If the media and the commission were not a tool used as a battering ram against AYO, all the other companies that appeared before the commission would face the same scrutiny. But they did not.

Beyond the rhetoric and repeated defamatory media narrative, AYO did nothing wrong. Neither did Survé.

Since the late 1990s, when Sekunjalo was formed, listed on Johannesburg Stock Exchange, and growing to acquire over 200 companies, Survé or his companies have never been found nor accused of any wrongdoing. The repeated false propaganda narrative about him will never stick, no matter how hard it’s driven.

The focus on Survé and the attacks on him intensified after Sekunjalo acquired Independent Media, one of the largest media houses, from the Irish. Negative coverage continued, with some media houses even boasting about using their coverage to block a significant stock exchange listing of Sagarmatha, a company under the Sekunjalo Group.

The Public Servants Association’s (PSA) reaction to the settlement between the PIC and AYO is concerning. The PSA must avoid being used as a tool to feed the propaganda mill used to destroy a black-owned company in which the PIC is a shareholder.

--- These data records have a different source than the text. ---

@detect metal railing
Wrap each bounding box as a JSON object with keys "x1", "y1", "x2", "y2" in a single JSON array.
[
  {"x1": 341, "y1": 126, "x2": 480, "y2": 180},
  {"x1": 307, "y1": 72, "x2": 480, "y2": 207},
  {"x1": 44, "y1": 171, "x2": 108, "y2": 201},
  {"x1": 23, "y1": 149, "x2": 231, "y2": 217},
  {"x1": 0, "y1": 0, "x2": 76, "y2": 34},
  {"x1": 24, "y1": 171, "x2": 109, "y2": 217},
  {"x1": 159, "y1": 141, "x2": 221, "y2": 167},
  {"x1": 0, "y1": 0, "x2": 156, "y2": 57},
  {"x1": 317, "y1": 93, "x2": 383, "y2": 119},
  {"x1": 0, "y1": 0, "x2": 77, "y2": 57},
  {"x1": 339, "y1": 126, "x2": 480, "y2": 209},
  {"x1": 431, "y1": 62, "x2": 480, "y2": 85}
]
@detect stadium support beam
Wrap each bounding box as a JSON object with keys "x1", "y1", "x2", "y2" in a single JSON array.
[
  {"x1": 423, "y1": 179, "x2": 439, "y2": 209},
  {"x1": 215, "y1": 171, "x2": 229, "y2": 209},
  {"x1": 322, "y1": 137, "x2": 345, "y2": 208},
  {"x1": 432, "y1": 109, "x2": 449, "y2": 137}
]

The treatment of AYO and its implications for the broader landscape of black-owned and led businesses in South Africa remains worrying. It serves as a cautionary tale, suggesting that similar companies may face similar challenges now or in the future.

Large companies like AYO play a significant role in job creation and economic development. In addition, they make substantial economic contributions through taxes, infrastructure development, and the provision of goods and services.

Hindering their growth potential through propaganda and biased quasi-judicial processes affects these companies and the broader economy. It reduces the resources available for public services, infrastructure development, and social programmes.

The case of AYO underscores the importance of impartial oversight of state institutions. The repercussions extend beyond the company, affecting international investors, jobs, and overall economic contributions.

While investors are watching, many at the back of their minds ask themselves: Who is next after Survé and AYO? The conclusion of the matter via legal settlement is more than a welcome relief, with benefits far beyond the immediate shareholders.